I thought maybe we still have males and females, Jews and Gentiles, slaves and free in other respects within God's eyes.

Wouldn't it be reading out of context if I was to assume Galatians 3:28 meant 1 Tim 2:12 didn't apply? Even if it does mean a wife over a husband as in that individual couple.


----------



## Artfuldodger (Mar 22, 2017)

Vectorman said:


> I dont think that in this church or grace age that there is any difference between the groups mentioned. I also read 1 Tim 2:12 a little different than most in that I read this verse as a discussion about the wife and husband.
> 
> I do not permit "the wife" to teach or to assume authority over "the husband"; she must be quiet.
> 
> Same in vs 9 and 11



Was there ever an age when there was a male & female,  Jew & Gentile? In what way were they different than before the cross? 

Galatians 3:23
But before faith came, we were kept under the law, shut up unto the faith which should afterwards be revealed.

Galatians 3:25
And now that the way of faith has come, we no longer need the law as our guardian.

Galatians 3:28-29
There is neither Jew nor Gentile, neither slave nor free, nor is there male and female, for you are all one in Christ Jesus.29 And if you belong to Christ, then you are Abraham’s seed and heirs according to the promise.


----------



## Vectorman (Mar 22, 2017)

Artfuldodger said:


> Can a wife now teach to her husband? Is there no longer male or female in God's eyes?

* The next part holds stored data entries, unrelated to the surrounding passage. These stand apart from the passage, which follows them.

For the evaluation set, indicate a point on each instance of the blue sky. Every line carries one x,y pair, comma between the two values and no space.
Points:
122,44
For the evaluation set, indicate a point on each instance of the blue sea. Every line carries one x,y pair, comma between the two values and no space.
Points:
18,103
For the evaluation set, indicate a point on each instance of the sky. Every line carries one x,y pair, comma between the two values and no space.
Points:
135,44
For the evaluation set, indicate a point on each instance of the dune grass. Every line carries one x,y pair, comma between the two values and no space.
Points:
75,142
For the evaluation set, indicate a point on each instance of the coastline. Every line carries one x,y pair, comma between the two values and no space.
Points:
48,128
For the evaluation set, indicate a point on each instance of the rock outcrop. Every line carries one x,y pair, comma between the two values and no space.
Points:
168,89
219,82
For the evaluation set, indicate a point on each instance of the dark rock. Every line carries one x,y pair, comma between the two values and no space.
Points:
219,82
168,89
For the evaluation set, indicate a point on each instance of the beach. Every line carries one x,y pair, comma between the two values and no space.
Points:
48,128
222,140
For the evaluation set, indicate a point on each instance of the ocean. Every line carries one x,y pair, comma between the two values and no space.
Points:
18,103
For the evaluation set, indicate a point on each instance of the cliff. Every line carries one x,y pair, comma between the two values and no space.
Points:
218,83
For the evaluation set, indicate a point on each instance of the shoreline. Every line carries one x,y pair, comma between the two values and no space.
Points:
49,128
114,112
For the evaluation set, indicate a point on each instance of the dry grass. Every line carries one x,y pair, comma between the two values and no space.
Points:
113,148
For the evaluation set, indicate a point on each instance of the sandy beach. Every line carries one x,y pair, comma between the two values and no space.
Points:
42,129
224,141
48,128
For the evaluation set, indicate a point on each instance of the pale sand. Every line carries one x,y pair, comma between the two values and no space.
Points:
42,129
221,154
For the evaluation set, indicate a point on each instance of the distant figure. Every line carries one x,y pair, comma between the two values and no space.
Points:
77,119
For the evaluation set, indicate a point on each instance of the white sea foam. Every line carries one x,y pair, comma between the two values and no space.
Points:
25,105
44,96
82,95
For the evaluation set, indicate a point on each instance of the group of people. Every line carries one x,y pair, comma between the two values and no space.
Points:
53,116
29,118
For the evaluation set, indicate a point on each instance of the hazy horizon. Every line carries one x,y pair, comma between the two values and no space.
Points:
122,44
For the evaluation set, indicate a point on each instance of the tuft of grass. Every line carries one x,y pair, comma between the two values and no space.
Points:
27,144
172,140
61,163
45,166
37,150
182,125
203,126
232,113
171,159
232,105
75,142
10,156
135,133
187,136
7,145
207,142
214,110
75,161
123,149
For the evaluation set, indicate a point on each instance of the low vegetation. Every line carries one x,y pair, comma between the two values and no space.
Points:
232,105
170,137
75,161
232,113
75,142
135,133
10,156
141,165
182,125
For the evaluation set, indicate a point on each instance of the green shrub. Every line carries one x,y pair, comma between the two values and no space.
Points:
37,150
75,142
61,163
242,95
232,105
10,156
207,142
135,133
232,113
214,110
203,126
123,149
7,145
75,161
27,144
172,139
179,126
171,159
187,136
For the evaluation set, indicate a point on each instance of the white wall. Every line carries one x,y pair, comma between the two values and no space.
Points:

The husband should be the spiritual leader and teacher in his house, Unfortunately we have seen so many husbands/fathers check out when it comes to leading his family spiritually. I think this is the result of men having given their authority as spiritual leader of their home to a pastor or church elder. The husbands biblical understanding becomes very limited and the wife sensing the void  in spiritual leadership steps into that role.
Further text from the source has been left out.